プロ入り前から体重7キロ増 育成2年目・藤野恵音が描く右肩上がりの成長曲線

ソフトバンク・藤野恵音【写真:上杉あずさ】
ソフトバンク・藤野恵音【写真:上杉あずさ】

筑後でのC組スタートに「春も宮崎でやりたかった。余計に悔しかった」

 宮崎への思いを強く抱き、筑後で汗を流している。「できれば宮崎スタートだったら良かったんですけど、筑後でした。でも、場所は関係なく、とにかく必死にやろうと。ここまでいい感じで必死にやれていて、状態もいいと思います。いつ呼ばれてもいい準備は出来ています」。そう語るのは、育成2年目の藤野恵音内野手だ。

 地元福岡県出身で戸畑高から2021年育成ドラフト1巡目で入団し、ルーキーイヤーの昨季は3軍を主戦場に大きく成長した。昨秋のキャンプでは初めて宮崎へ。怪我ですぐに帰福してしまったため、キャンプを過ごせたのは1クールだけだったものの、その時間は充実していた。「筑後と全然空気が違うというか……。だから春も宮崎でやりたかった。余計に悔しかったです」と唇を噛む。

 悔しさを抱くスタートだったが、“筑後だからこそ”得られた経験もある。「内野手なので、ルーキーの山下(恭吾)や西尾(歩真)さんと一緒にいることが多いんですけど、僕しか去年を経験していないので、いろいろ聞かれることが多いんです。人に説明することで自分の身にもなるというか、再確認できるというか。これはこれでいい経験になっていると思います」。“後輩”が入ってきたことで新たな気付きが生まれ、自身の成長にも繋げようとしている。

 同じ内野手で大卒ルーキーの西尾とはお互いに俊足が武器ということもあり、ウオーミングアップ中から良い競争意識を持って取り組んでいた。「西尾さんは全然(速くない)と言っているけど、速いので(笑)。西尾さんには負けないように頑張ります」。一足先に宮崎でのB組に昇格した先輩とも、良いライバル関係を築いていた。

「今年は本当に体も大きくなったんで」と話すように、入団時と比べて明らかに体格が変わった。76キロくらいだった体重が今では83キロ前後まで増加。もちろん筋量も増えた。今季は長打への思いも強くする。「狙ったら打てないので、ヒットの延長線上くらいの感じですが、長打も打ちたい」と意欲を見せる。
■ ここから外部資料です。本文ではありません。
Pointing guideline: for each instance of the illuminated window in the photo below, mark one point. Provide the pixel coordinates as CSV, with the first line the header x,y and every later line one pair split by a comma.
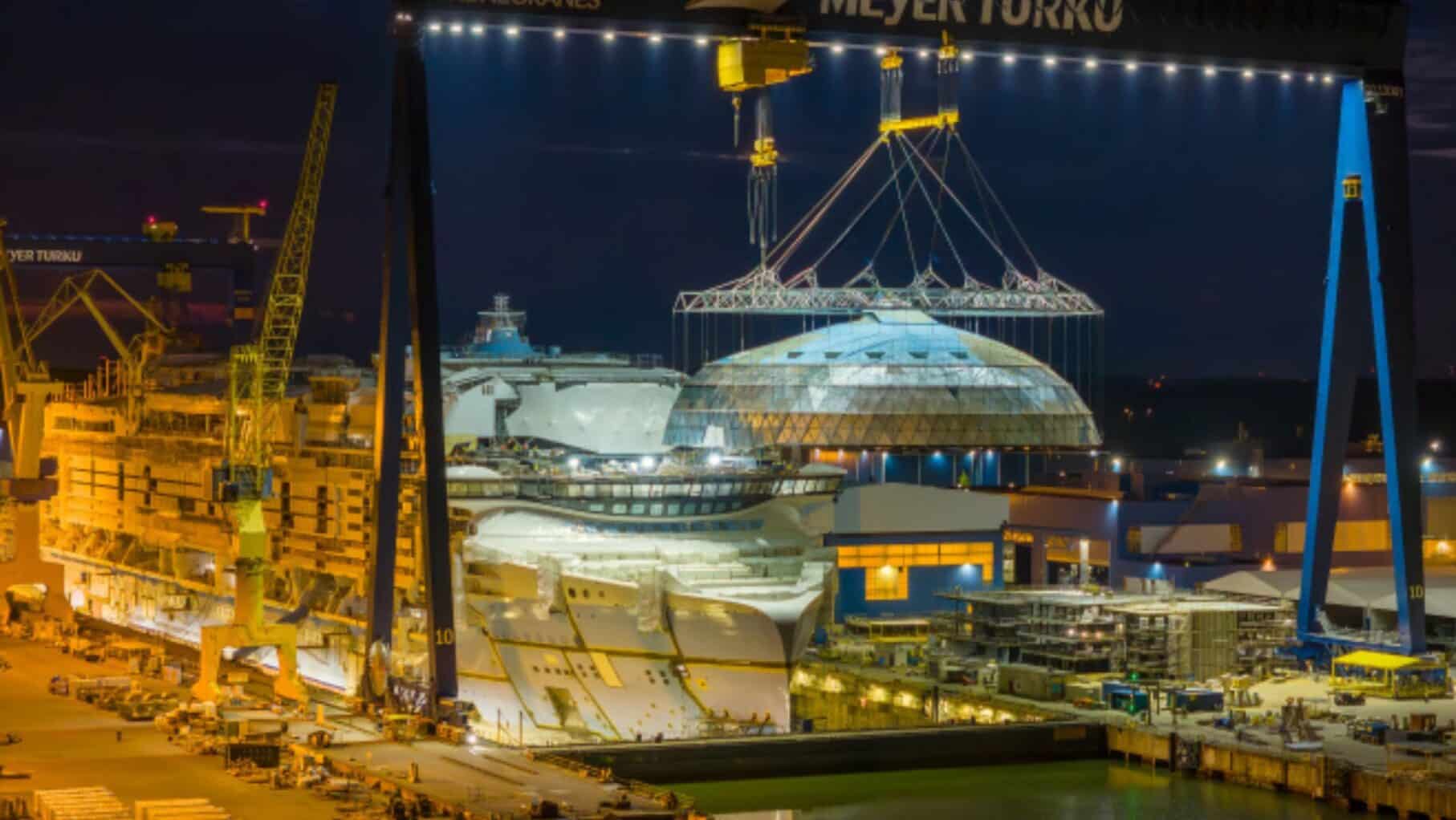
x,y
887,583
1350,536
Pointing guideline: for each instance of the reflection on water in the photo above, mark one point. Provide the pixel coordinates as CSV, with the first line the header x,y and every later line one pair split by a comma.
x,y
1044,791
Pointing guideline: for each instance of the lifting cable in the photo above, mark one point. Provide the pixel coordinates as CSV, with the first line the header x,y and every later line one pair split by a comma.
x,y
935,212
862,212
799,232
900,210
976,169
960,205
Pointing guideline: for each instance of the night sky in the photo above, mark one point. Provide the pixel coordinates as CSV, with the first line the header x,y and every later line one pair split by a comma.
x,y
593,181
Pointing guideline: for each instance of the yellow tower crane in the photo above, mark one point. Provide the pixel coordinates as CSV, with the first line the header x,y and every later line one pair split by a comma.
x,y
25,386
258,375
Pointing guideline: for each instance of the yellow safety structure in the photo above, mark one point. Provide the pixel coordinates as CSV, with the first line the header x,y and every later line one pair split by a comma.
x,y
258,376
1386,675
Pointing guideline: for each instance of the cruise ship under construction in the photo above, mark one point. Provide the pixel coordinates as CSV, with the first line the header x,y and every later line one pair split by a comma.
x,y
633,552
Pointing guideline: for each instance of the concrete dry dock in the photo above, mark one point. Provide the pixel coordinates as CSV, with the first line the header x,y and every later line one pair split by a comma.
x,y
1318,777
791,755
69,745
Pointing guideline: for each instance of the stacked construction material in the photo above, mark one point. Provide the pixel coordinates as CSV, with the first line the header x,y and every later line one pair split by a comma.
x,y
185,809
92,803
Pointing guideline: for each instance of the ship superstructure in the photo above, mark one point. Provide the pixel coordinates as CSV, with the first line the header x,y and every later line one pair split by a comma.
x,y
600,591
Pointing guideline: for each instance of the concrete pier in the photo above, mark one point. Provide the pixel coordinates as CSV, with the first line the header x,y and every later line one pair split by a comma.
x,y
842,752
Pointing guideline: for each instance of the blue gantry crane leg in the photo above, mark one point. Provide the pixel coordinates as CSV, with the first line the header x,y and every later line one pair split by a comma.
x,y
1370,233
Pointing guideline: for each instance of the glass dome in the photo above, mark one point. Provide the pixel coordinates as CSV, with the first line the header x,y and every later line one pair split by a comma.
x,y
890,379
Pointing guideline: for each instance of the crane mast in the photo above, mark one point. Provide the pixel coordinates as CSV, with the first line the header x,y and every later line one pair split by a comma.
x,y
258,378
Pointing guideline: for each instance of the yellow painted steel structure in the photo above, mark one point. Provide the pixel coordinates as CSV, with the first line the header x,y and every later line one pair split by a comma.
x,y
1386,675
944,120
746,63
258,376
26,388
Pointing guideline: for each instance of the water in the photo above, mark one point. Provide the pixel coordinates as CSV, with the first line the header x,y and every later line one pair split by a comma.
x,y
1088,790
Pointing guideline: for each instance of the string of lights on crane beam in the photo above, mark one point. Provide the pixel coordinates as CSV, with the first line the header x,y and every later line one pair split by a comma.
x,y
458,28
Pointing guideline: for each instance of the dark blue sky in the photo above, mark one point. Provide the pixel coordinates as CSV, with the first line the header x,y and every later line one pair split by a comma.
x,y
593,182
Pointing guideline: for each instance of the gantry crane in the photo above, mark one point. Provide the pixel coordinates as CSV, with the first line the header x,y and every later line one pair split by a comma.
x,y
258,375
26,386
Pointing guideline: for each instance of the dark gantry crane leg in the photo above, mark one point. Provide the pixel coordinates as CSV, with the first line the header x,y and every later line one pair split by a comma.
x,y
411,280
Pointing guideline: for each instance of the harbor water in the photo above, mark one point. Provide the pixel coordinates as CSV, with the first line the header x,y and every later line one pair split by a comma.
x,y
1035,791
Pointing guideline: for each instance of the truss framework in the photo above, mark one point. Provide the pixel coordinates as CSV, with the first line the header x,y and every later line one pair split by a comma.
x,y
767,291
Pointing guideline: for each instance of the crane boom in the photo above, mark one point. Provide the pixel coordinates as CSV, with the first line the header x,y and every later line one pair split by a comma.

 大道典良3軍打撃コーチも藤野への期待は大きい。「この1年で身体も大きくなったし、スイングの力強さが出てきた。もともと当てるのが上手いバッターだったけど、今年はインパクトの強さがあって、飛ばす力も付いてきたので、将来的には3割20発くらい打てるバッターになって欲しいですね」と成長著しい若鷹の将来像を思い描く。

 打撃のみならず守備面、走塁面でもスケールアップしていきたい。走塁に関しては「まだ自分の脚の筋力が体重についていけてない気もするので、早くこの体重で走れる筋力を付けたい。そうすれば、もっと馬力がついて、違った走りになるのではと思います」と伸びしろを感じている。身体の成長と技術の進化で、昨季以上に“成長”を感じさせてくれそうだ。